Wenn unseres gewaltigsten Kaisers Herrscherleben sich als ein welterschütterndes Drama auf Deutschlands Schicksalsbühne abrollt, so bildet in ihm des blonden Königs Enzio Heldenlauf ein rasch abschließendes Zwischenspiel, das uns um so tiefer bewegt, je mehr wir für seinen kaiserlichen Vater und dessen Riesenkämpfe, für der Hohenstaufen Glanz und Blüthe, für des Reiches Macht und Ruhm mit ihm, dem so hochbegabten und im blutigen Ernst des Lebens so früh bewährten Jüngling, zu Grunde gehen sehen. Aber wie vorübergehend auch das Aufleuchten seines erhabenen Geistes für die deutsche Geschichte erscheinen mag, immer bleibt er in Deutschlands Heldenhalle ein unvergänglicher Schmuck, und darum soll er dem deutschen Volke der Gegenwart, das in seiner Geschichte keinen Ueberfluß an herzerhebenden Fürstenbildern hat, wieder näher vor das Auge treten.
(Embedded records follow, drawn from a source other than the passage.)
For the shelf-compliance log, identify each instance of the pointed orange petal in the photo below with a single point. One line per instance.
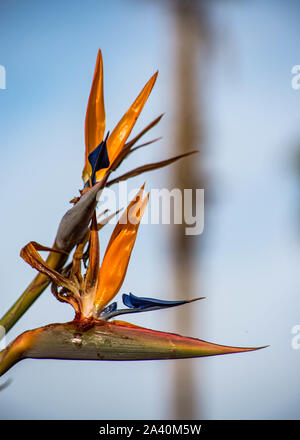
(149, 167)
(95, 116)
(93, 267)
(118, 252)
(121, 132)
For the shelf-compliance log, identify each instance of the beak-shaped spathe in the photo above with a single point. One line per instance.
(74, 224)
(101, 340)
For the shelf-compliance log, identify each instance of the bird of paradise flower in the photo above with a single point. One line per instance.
(92, 335)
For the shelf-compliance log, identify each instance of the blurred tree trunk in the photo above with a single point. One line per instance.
(190, 38)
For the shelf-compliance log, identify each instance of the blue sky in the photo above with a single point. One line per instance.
(249, 270)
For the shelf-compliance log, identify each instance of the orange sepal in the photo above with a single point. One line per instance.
(95, 116)
(118, 252)
(119, 135)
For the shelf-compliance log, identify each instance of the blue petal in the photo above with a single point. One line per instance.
(98, 159)
(135, 302)
(109, 309)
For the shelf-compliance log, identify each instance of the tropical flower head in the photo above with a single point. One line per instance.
(91, 335)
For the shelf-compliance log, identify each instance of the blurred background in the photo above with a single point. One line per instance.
(225, 87)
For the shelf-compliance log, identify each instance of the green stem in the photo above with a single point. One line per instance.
(33, 291)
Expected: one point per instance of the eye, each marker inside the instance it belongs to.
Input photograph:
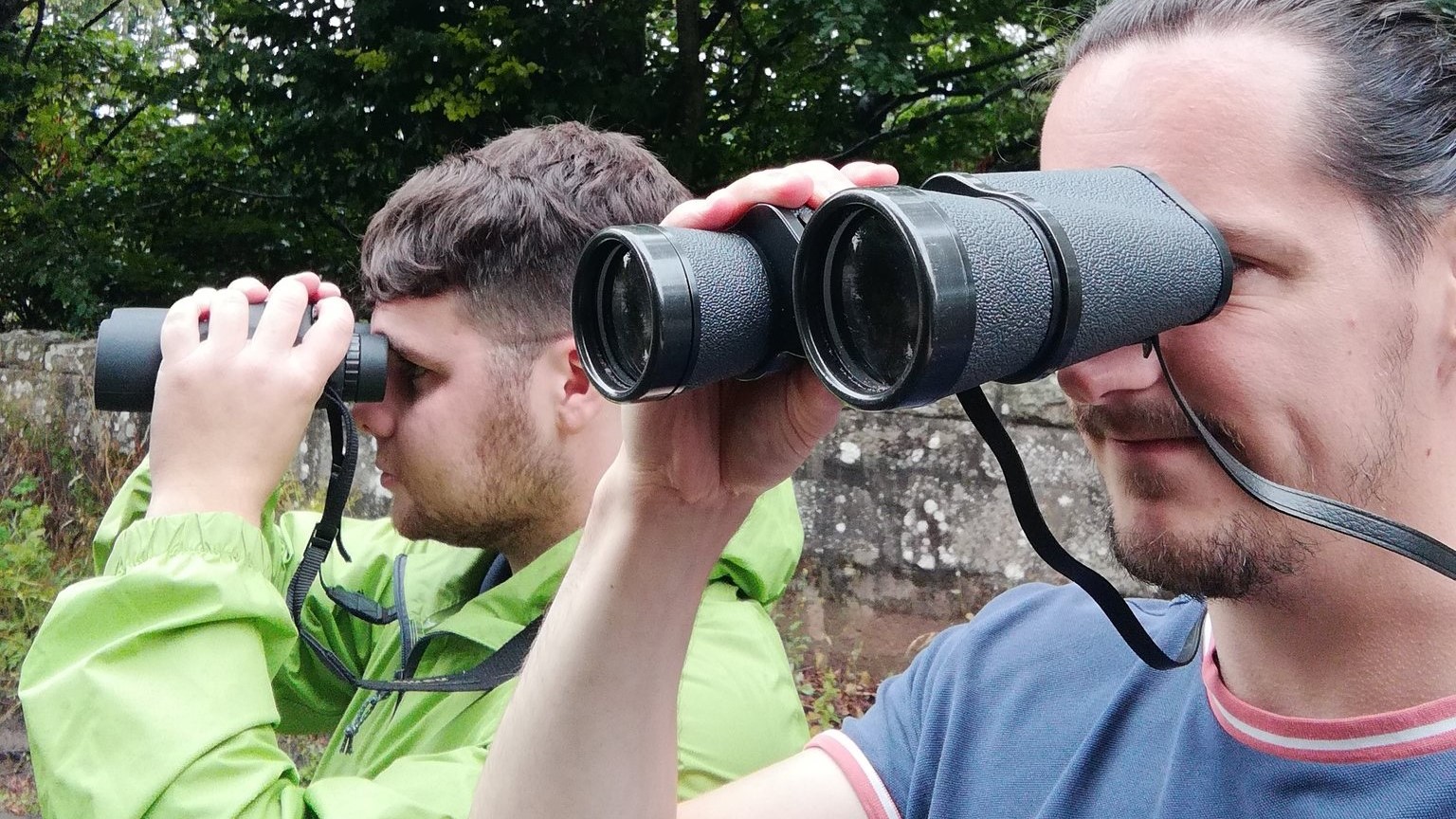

Unsere Freunde müssen uns jedoch gestatten, sie heute nicht zuerst vor den glückstrahlenden, kämpfenden und siegenden Jüngling Enzio zu führen, sondern zu dem leidenden, zu dem „gefangenen König“, der mit den Reichthümern seines Herzens und seines Geistes den öden Kerker schmückt, der Blumen aus den Kerkermauern zaubert. König Enzio’s letzter Tag der Freiheit war der 26. Mai 1249. Der offene Krieg zwischen Kaiser und Papst wüthete in Italien. Bald im Nord, bald im Süd erhob die vom heiligen Vater genährte Rebellion ihr Haupt. Eben rief die Noth seiner Getreuen den Kaiser nach Neapel. Er eilte dorthin, seinem Enzio die Heerführung gegen die empörten Städte Norditaliens vertrauend. Stadt kämpfte dort gegen Stadt, nach alter italienischer Unsitte; unter der Geißel der Eifersucht ehr- und habsüchtiger Geschlechter war dort die Vaterlandsliebe wie die Bürgertreue erstickt worden. In einem solchen Kampfe stand Bologna, das dem Papste anhing, gegen Modena, das kaiserlich gesinnt war, und zu dem Kampf beider führt uns der Verfasser des nachstehenden Artikels. Enzio’s glück- und ruhmgeschmücktes Leben bis zu dem Unglückstage an der Fossalta, mit dem sein langes Leiden, die andere Hälfte seines Lebens, beginnt, soll ein zweiter Artikel unseren Lesern vorführen.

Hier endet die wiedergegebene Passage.